🤖 AI Summary
Current AI agents predominantly rely on ad hoc, on-the-fly generation strategies and lack the reliability safeguards inherent in established software engineering practices, rendering them ill-suited for high-stakes scenarios demanding stringent safety and robustness. This work proposes a novel “AI workflow store” paradigm that systematically integrates software engineering principles—such as iterative design, rigorous testing, and adversarial evaluation—into AI agent architectures. By encapsulating reusable workflows, enforcing deterministic execution constraints, and adopting phased deployment strategies, the framework constructs a hardened library of high-assurance AI workflows.

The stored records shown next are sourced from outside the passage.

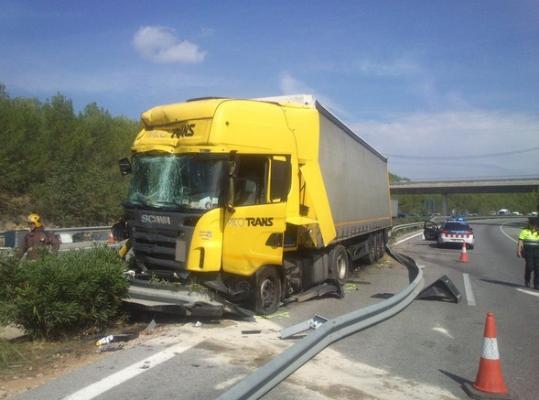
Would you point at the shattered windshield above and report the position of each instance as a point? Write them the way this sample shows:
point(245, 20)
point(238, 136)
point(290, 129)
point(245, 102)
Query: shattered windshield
point(176, 181)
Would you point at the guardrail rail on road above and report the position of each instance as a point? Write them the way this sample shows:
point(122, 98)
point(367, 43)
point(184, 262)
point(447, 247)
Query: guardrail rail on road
point(270, 375)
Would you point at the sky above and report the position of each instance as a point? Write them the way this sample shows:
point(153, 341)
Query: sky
point(444, 89)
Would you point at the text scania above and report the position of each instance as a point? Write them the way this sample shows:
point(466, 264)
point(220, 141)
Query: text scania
point(155, 219)
point(250, 221)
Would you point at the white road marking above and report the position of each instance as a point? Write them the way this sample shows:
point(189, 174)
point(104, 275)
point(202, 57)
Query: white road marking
point(530, 292)
point(506, 235)
point(105, 384)
point(408, 238)
point(470, 298)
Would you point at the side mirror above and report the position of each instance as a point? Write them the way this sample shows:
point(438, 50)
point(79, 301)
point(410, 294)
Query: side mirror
point(231, 189)
point(125, 166)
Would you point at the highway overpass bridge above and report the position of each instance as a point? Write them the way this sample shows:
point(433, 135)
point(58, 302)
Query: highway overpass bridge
point(445, 188)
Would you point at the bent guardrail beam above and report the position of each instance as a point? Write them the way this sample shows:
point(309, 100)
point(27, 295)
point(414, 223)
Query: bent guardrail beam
point(271, 374)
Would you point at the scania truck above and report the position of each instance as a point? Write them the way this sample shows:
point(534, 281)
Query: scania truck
point(257, 199)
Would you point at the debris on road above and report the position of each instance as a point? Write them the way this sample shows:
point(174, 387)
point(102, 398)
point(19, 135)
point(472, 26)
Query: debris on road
point(120, 337)
point(251, 331)
point(150, 328)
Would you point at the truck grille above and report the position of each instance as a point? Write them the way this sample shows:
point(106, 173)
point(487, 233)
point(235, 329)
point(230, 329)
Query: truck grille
point(155, 248)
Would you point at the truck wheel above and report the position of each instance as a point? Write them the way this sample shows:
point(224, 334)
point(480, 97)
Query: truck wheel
point(380, 248)
point(339, 264)
point(371, 249)
point(267, 291)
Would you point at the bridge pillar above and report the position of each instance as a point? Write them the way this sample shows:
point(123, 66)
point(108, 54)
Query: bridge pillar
point(445, 207)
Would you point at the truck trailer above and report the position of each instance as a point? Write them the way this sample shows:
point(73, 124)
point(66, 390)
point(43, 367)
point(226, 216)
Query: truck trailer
point(257, 199)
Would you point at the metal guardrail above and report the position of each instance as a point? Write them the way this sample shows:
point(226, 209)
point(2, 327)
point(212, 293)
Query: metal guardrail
point(280, 367)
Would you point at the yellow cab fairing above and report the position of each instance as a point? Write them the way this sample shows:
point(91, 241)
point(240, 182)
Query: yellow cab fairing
point(246, 127)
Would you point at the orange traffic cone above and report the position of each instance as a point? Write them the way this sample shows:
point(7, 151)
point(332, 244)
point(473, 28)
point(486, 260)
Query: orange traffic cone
point(463, 253)
point(489, 382)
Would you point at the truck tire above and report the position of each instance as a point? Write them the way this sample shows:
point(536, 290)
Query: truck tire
point(371, 249)
point(339, 264)
point(267, 291)
point(380, 248)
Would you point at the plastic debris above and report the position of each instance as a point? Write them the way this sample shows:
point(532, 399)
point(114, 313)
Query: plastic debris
point(121, 337)
point(150, 328)
point(105, 340)
point(251, 331)
point(111, 347)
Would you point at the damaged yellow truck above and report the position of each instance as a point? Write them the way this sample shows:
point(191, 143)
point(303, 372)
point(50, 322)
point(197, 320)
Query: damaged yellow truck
point(256, 199)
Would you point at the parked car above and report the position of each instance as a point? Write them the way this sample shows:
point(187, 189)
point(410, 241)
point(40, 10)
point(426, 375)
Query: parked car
point(431, 230)
point(456, 232)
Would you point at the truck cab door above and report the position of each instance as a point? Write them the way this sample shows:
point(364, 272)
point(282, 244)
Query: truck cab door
point(254, 226)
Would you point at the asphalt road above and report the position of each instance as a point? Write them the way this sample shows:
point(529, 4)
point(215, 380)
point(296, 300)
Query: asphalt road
point(425, 352)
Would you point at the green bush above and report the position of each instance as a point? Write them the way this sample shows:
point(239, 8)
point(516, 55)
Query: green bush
point(63, 294)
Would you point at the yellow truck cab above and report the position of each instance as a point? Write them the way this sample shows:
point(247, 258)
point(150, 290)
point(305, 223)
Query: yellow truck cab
point(256, 199)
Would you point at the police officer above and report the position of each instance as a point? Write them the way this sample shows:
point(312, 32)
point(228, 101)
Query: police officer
point(528, 247)
point(36, 240)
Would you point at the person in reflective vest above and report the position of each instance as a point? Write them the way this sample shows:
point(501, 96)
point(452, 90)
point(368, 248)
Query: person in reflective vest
point(37, 240)
point(528, 247)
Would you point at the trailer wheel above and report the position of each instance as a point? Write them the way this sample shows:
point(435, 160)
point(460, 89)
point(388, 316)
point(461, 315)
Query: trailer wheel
point(372, 249)
point(340, 264)
point(380, 248)
point(267, 291)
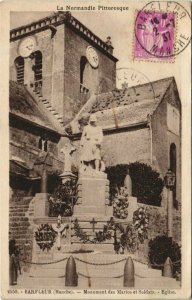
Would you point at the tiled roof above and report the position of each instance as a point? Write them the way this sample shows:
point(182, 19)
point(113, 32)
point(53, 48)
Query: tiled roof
point(62, 18)
point(129, 106)
point(24, 106)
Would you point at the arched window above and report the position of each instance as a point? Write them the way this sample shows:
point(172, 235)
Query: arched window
point(173, 168)
point(43, 144)
point(83, 75)
point(37, 68)
point(19, 64)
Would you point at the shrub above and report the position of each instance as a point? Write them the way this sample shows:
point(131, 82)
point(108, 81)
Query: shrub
point(146, 182)
point(162, 247)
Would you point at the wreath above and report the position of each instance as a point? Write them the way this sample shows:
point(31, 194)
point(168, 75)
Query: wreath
point(141, 223)
point(45, 237)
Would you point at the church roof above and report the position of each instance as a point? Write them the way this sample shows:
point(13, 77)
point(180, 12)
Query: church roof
point(126, 107)
point(59, 18)
point(24, 106)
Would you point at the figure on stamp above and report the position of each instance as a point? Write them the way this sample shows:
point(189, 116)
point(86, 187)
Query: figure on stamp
point(90, 144)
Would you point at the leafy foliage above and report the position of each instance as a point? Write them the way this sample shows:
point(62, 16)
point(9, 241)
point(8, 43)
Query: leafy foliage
point(162, 247)
point(62, 200)
point(125, 238)
point(120, 204)
point(141, 223)
point(146, 182)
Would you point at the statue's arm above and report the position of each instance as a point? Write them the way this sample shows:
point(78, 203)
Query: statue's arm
point(83, 137)
point(100, 135)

Empirical results demonstrate that this approach significantly outperforms conventional just-in-time synthesis methods in mission-critical tasks, achieving markedly enhanced safety and robustness without sacrificing flexibility.
📝 Abstract
The dominant paradigm for AI agents is an "on-the-fly" loop in which agents synthesize plans and execute actions within seconds or minutes in response to user prompts. We argue that this paradigm short-circuits disciplined software engineering (SE) processes -- iterative design, rigorous testing, adversarial evaluation, staged deployment, and more -- that have delivered the (relatively) reliable and secure systems we use today. By focusing on rapid, real-time synthesis, are AI agents effectively delivering users improvised prototypes rather than systems fit for high-stakes scenarios in which users may unwittingly apply them?
This paper argues for the need to integrate rigorous SE processes into the agentic loop to produce production-grade, hardened, and deterministically-constrained agent *workflows* that substantially outperform the potentially brittle and vulnerable results of on-the-fly synthesis. Doing so may require extra compute and time, and if so, we must amortize the cost of rigor through reuse across a broad user community. We envision an *AI Workflow Store* that consists of hardened and reusable workflows that agents can invoke with far greater reliability and security than improvised tool chains. We outline the research challenges of this vision, which stem from a broader flexibility-robustness tension that we argue requires moving beyond the ``on-the-fly'' paradigm to navigate effectively.